The level of CBGA found in the woolly umbrella is comparable to what is typically found in certain cannabis chemotypes, highlighting the potential significance of the woolly umbrella plant. These levels, along with its fast growth rates and easy propagation further enhance its potential as an industry resource. This breakthrough discovery opens up exciting possibilities for the cultivation and utilization of cannabinoids from unconventional botanical sources.

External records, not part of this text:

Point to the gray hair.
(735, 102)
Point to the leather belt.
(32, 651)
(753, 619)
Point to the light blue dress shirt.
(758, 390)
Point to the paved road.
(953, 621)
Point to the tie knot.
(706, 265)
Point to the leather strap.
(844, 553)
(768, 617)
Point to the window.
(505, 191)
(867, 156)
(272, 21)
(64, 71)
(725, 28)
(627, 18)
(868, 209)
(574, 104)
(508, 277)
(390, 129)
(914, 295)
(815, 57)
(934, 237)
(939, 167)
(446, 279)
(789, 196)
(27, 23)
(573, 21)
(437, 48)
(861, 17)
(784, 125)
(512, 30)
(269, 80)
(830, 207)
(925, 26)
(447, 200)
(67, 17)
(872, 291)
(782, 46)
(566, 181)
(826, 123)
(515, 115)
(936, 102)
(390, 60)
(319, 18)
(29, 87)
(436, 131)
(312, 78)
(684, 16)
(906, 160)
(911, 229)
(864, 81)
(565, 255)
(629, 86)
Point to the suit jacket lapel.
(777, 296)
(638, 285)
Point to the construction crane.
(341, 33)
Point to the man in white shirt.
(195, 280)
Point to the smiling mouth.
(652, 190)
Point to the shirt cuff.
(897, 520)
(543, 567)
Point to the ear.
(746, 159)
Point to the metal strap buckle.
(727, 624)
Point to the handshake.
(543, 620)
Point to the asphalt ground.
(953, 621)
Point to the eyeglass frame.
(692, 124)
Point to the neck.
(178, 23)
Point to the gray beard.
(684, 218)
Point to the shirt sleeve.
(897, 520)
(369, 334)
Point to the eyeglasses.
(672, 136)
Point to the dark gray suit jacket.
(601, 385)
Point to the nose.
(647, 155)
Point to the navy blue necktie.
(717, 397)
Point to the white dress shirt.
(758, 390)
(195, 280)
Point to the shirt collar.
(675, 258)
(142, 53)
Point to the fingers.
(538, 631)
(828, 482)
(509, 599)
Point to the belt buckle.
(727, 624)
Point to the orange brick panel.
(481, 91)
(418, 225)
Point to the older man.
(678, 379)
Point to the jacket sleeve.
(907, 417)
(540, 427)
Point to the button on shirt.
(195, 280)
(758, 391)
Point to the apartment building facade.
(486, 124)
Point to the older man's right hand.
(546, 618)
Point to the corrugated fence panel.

Cannabinoids, Without The Cannabis

cannabinoids without the cannabis

In conclusion, the world of cannabinoids extends far beyond the realm of cannabis. As we've explored in this blog, numerous plant species possess the remarkable ability to produce cannabinoids, albeit in varying quantities and compositions. From the surprising discoveries of cannabinoids in plants like Echinacea and Electric Daisy to the recent confirmation of cannabinoids in Helichrysum umbraculigerum, we're witnessing a fascinating expansion of our understanding. 

These findings challenge the notion that cannabinoids are solely confined to cannabis and open up a world of possibilities for research, industry, and therapeutic applications. As scientists continue to delve into the diverse array of plants harboring cannabinoids, we can anticipate even more discoveries and innovations that will shape the future of cannabinoid science. So, let's embrace this new frontier, where cannabinoids and their potential benefits await exploration beyond the boundaries of cannabis.